New artifact upload unsuccessful
Incident Report for Hosted Mender
Postmortem

What happened

We planned moving the Artifacts storage from Azure Blob Storage to Cloudflare R2 for Hosted Mender EU on the morning of the 4th of December.

With Mender, you can use both Global and per-tenant settings: at this time, Global settings were using Azure Blob Storage, and the per-tenant settings were unset.

As a first step, we enforced per-tenant setting to Azure Blob Storage for every tenant. In our tests, this would have been a no change. Unfortunately, we soon discovered that it was no longer possible to upload an Artifact with the GUI.

After some troubleshooting, we decided to revert the configuration, so we dropped the override per-tenant settings, but this caused no changes: still, the upload service was not working correctly.

The backend team has been involved, and the incident filed up.

Soon after, with the help of the backend team, we found that the workflows service was not processing NATS messages correctly (no alert was fired because it was still under the threshold). We restarted the service, and the messages started flowing again.

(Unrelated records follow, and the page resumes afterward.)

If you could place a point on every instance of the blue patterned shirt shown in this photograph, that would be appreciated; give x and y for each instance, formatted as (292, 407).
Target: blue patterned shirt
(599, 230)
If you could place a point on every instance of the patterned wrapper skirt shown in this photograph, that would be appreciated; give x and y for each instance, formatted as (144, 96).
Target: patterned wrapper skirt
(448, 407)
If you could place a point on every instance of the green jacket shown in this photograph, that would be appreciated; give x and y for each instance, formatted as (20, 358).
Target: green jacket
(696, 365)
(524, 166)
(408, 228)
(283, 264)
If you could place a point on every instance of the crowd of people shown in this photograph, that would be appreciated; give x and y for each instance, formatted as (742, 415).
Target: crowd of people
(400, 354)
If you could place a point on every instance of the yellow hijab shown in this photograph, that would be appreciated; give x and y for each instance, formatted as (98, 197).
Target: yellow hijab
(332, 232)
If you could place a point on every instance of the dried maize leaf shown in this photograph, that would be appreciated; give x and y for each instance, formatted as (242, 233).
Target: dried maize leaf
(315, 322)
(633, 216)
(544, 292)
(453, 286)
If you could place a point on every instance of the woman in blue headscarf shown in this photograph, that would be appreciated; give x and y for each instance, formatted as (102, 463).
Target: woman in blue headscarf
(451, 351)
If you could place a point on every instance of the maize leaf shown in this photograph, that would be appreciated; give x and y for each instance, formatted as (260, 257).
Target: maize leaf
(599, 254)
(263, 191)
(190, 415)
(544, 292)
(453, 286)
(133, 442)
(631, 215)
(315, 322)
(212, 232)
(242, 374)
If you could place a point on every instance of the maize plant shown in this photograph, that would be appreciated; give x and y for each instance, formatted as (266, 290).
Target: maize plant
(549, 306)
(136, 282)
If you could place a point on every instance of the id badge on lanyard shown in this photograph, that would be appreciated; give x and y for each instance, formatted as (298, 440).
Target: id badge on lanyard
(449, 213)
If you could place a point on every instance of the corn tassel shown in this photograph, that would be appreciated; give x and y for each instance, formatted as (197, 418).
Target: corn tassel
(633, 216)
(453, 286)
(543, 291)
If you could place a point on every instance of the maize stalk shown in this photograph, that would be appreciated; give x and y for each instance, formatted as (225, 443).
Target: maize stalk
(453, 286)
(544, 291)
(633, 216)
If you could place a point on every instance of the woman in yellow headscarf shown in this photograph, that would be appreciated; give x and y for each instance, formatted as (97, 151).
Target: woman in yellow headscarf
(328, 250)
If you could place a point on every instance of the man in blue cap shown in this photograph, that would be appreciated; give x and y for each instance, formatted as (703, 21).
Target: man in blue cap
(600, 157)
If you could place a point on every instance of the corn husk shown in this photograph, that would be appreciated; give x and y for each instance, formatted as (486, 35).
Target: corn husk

At this time, the Hosted Mender EU service was back fully operational. 

Why this happened?

We discovered that the workflows service stopped working because of some unhandled conditions.

What needs to be done now?

Before applying again the Cloudflare migration, we have to verify the status of the Workflows and NATS services

Posted Dec 05, 2023 - 08:17 UTC

Resolved
This incident has been resolved.
Posted Dec 04, 2023 - 08:03 UTC
Monitoring
The issue has been identified and the problem is solved. The upload service is working as expected.
We're monitoring the results before ending the incident
Posted Dec 04, 2023 - 06:31 UTC
Investigating
The previous maintenance encountered an issue during the rollout and we rolled back to the previous settings, but the artifact upload feature via GUI is still affected. We're investigating the issue.
Posted Dec 04, 2023 - 06:07 UTC
This incident affected: Hosted Mender EU.